Today, some six billion pounds of flame retardant is added to building materials, furniture, mattresses, bedding, children’s sleepwear, car seats, television and other electronic enclosures each year. A large couch can have up to two pounds of flame retardant in its foam cushions. Because the flame retardant is simply added, it eventually migrates out of products and into household dust where it eventually finds its way into people. Children, predictably, have the highest exposure.
The brominated flame retardant most commonly used in the 1980s – pentabromodiphenyl ether (PBDE) – is now banned as a persistent organic pollutant under the Stockholm Convention. Its replacement, decaBDE, has also been banned. However, other brominated and chlorinated (“halogenated”) flame retardants, and there are many, are still in widespread use around the world.
Halogenated flame retardants are hypothesized to adversely affect immune, endocrine, reproductive, and nervous system functioning and some may increase the risk of cancer. By our measure, the epidemiological evidence is strongest for the now banned pentaBDE, but scientists are generally concerned about the entire class of halogenated flame retardants for their persistence, bioaccumulation, long-range transport, and potential toxicity. And now scientists are voicing concern over an emerging class of flame retardants known as non-halogenated organophosphates (e.g., triphenyl phosphate, tris(methylphenyl) phosphate).
With dozens of flame retardants on the market today, regulators are coming to believe that a chemical-by-chemical approach to regulation is inadequate. The experience with penta- and decaBDE is informative. These flame retardants are banned yet exposure remains high due to their persistence. The inventory of furniture, electronics, and other products will continue to release these chemicals for years and, even when disposed, may return in recycled plastic and foam products, including toys and carpet padding.
And as soon as one flame retardant is banned, a close relative with little specific science, takes its place in the market. Tetrabromobisphenol A, for example, is now the highest volume brominated flame retardant produced worldwide, and scientists are worried that we’ll come to find out that it is just as harmful as the ones it replaces.
The U.S. Consumer Protection Safety Commission (CPSC) is now considering banning the entire class of halogenated flame retardants in children’s products, residential furniture, mattresses, mattress pads, and electronic enclosures. Industry strongly objects, though, and the National Academies of Sciences has indicated that treating all these flame retardants equally may be too coarse. Industry is also challenging the European Commission’s recent decision to ban halogenated flame retardants in electronic displays beginning in 2021.
Which brings us full circle back to California. In 2014, California rewrote its flammability standards for residential upholstered furniture. The standard now states that upholstered furniture not continue to smolder 45 minutes after a lit cigarette is placed on it. The standard recognizes that cigarettes, not small, open flames like candles, are the most significant cause of furniture fires. The use of flame retardants is not necessary to achieve this revised standard. Indeed, although industry would argue otherwise, analyses by CPSC and others suggest that flame retardants haven’t done much to reduce furniture- and television-related fires. Evidence suggests the move to self-extinguishing cigarettes and declining rates of smoking overall, on the other hand, has markedly reduced house fires in the U.S.

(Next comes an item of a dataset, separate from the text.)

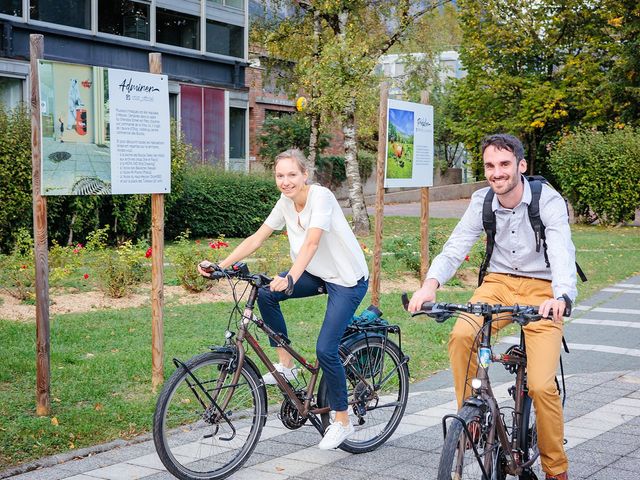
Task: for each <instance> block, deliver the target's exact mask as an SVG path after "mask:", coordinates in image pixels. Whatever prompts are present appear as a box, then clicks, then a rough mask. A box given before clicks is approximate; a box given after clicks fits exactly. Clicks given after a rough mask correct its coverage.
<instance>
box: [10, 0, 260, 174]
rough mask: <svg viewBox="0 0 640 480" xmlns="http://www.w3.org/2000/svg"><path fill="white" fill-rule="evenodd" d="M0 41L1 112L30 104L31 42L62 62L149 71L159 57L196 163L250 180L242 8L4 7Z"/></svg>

California applied the new standard to business furniture and permitted flame retardant-free building insulation in 2019. Children’s products are exempt from the flammability standards altogether.
Perhaps most indicative of changing attitudes about flame retardants? Firefighters were once among the strongest advocates for flame retardants. They now question their effectiveness and are outspoken about how flame retardants could be affecting their health.